OBJECTIVE: Develop a tool suite for supporting rapid integration of aviation mission system prototype equipment and emulators in System Integration Labs (SILs) and then into federated System-of-Systems (SoS) test and evaluation simulations. Given an architecture description language model specified in the SAE AS 5506 Architecture Analysis and Design Language (AADL) of a mission system and an overall federation of simulations, provide a suite of tools to analyze that model to assure important quality metrics such as performance, timing, latency, safety, security and interface compatibility and automatically generate the configuration data needed to assemble and execute the overall federated simulation. The tool suite should provide a capability that allows collaborating organizations to assemble and “test fly” aviation mission systems in various configurations and stages of development in simulated aviation mission scenarios.

DESCRIPTION: Modeling and simulation of Systems-of-Systems (SoS) pose complex software and system integration problems, especially where live avionics or ancillary equipment must be combined with simulations. There are increasing demands to create a larger variety of configurations quickly, for example for equipment evaluation and training exercises. Strict requirements (e.g., security, performance, assurance of correctness, etc.) must be met. Model-based methods to specify, verify, and automate the integration and operation of aviation related SoS simulations that include the architectural software, hardware system execution behavior are needed, analogous to the model-based system and architecture integration methods and tools that will be used to develop the aviation/weapon system physical platforms.

A number of simulation architectures (protocols) have been developed for collaborative simulation, such as Distributed Interactive Simulation (DIS) and High Level Architecture (HLA) within the human-in-the-loop and federated SoS simulation domains. However, it is a challenge to integrate a mixture of live equipment and simulations with these protocols. Test and Training Enabling Architecture (TENA) and Common Training Instrumentation Architecture (CTIA) have been developed to address these issues, but only within the live training domain. With aviation mission systems, several hardware and software operating environment standards have been defined to facilitate mission system integration and interoperability, such as the Hardware Open Systems Technologies (HOST™) and Future Airborne Capabilities Environment (FACE™). In addition, the Architecture Analysis & Design Language (AADL) provides a means for predictive analysis of integrated execution behavior, analysis of critical architectural properties and generative integration.

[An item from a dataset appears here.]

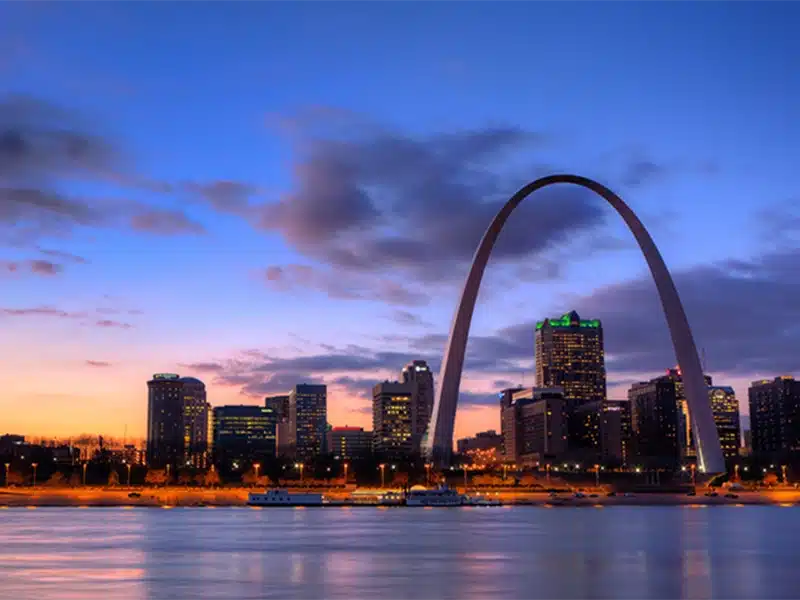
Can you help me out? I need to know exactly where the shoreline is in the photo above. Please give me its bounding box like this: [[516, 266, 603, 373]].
[[0, 488, 800, 510]]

What is needed is a model-based approach to specify, integrate, and verify heterogeneous SIL and SoS simulations that include aviation mission systems during the early development and evaluation phases. This tool would bridge the development and the test/training domains. Creating this capability requires a selection and extension of existing tools together with some new model based tool development. The suite should use one or more standard collaborative simulation architectures/protocols, such as one or more of those cited above. The generated federated behavior configuration should include runtime communication characteristics of each federated component, such as messaging frequencies and latencies, inter-federate dependencies, messaging paradigm(s), and processing rates and latencies. Typical avionics bus interconnections such as MIL-STD-1553, ARINC 429, ARINC 664/AFDX, IEEE 802.3 Ethernet and Time Triggered Ethernet (TTE) should be considered. This capability will reduce the cost of system integration testing in a SIL or distributed simulation environment by reducing operator and participant downtime during configuration. This capability will increase the validation of early equipment prototypes using simulated use cases and increase the availability of tailored aviation training simulations by making such SoS federations more affordable.

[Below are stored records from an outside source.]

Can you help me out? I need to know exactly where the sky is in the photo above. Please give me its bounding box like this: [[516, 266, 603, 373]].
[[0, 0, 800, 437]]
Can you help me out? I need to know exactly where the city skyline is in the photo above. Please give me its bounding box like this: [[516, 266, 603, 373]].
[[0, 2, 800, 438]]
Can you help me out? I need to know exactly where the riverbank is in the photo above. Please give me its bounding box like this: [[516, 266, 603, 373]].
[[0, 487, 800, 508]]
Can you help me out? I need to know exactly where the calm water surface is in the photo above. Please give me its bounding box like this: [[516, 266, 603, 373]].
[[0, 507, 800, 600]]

Department of Defense (DoD) programs, including the Joint Multi-Role (JMR) project for the Future Vertical Lift (FVL) program and the Air Force Research Laboratory (AFRL) unmanned aerial systems research, and commercial industry’s Aerospace Vehicle Systems Institute’s Systems (AVSI) Architecture Virtual Integration (SAVI) project, are using models of integrated systems captured in the Architecture Analysis and Design Language (AADL). AADL is an industry standard means for describing the components of a real-time system and how they are integrated to form an overall system, which is applicable to the defense market and beyond. Tools capable of reasoning about AADL will be well positioned for commercialization (see Phase III below).

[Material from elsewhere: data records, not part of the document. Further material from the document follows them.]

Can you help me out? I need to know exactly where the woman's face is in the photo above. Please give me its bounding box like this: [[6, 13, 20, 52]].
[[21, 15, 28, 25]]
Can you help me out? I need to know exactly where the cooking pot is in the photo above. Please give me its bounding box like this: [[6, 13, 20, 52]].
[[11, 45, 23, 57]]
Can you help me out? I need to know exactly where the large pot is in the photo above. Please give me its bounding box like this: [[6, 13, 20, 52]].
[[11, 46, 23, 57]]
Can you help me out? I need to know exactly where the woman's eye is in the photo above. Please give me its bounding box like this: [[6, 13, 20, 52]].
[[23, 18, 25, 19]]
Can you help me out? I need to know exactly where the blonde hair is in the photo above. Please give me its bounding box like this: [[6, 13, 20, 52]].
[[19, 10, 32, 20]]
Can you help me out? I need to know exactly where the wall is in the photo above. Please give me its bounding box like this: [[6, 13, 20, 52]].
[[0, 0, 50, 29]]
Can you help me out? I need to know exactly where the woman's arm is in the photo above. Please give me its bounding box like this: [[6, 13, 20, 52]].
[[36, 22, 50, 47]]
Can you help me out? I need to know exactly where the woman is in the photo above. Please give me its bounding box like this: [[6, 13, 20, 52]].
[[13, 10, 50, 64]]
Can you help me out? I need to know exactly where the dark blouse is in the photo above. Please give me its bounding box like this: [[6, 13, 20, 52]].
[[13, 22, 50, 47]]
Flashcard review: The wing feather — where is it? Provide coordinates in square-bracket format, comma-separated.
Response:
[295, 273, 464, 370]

The tools developed on this effort should be compatible with existing AADL analysis tools (such as security, timing, and interface consistency) to provide assurance that the configured system will behave as defined in the architectural specification. This cohesion between the model and the simulation environment should provide evidence that may streamline Verification, Validation & Accreditation (VV&A) of the overall SIL and/or SoS federation. For example, by leveraging security analyses of the AADL model with automated configuration and verification, it should be possible to demonstrate that the overall simulation satisfies the security requirements for specific exercises.

PHASE I: Demonstrate a tool or tool suite to execute a simulation using both hard-real time and soft real-time components in a federated aviation system running in HLA, DIS, or a similar standard framework. Success for phase I will include demonstration of the generation of configuration for the simulation and verification of the specification of that simulation against the architecture model defined in AADL. Expected technology readiness level (TRL) for end of Phase I is TRL 3.

PHASE II: Mature the tool or tool-suite based on the Phase I results to provide a user-friendly product. Success will include the development and demonstration of a workflow that generates a configuration from AADL, exercises it using a federated simulation framework, and verifies requirements stated in an AADL model of the architecture for the simulated system. Expected technology readiness level (TRL) for end of Phase II is TRL 5 or 6.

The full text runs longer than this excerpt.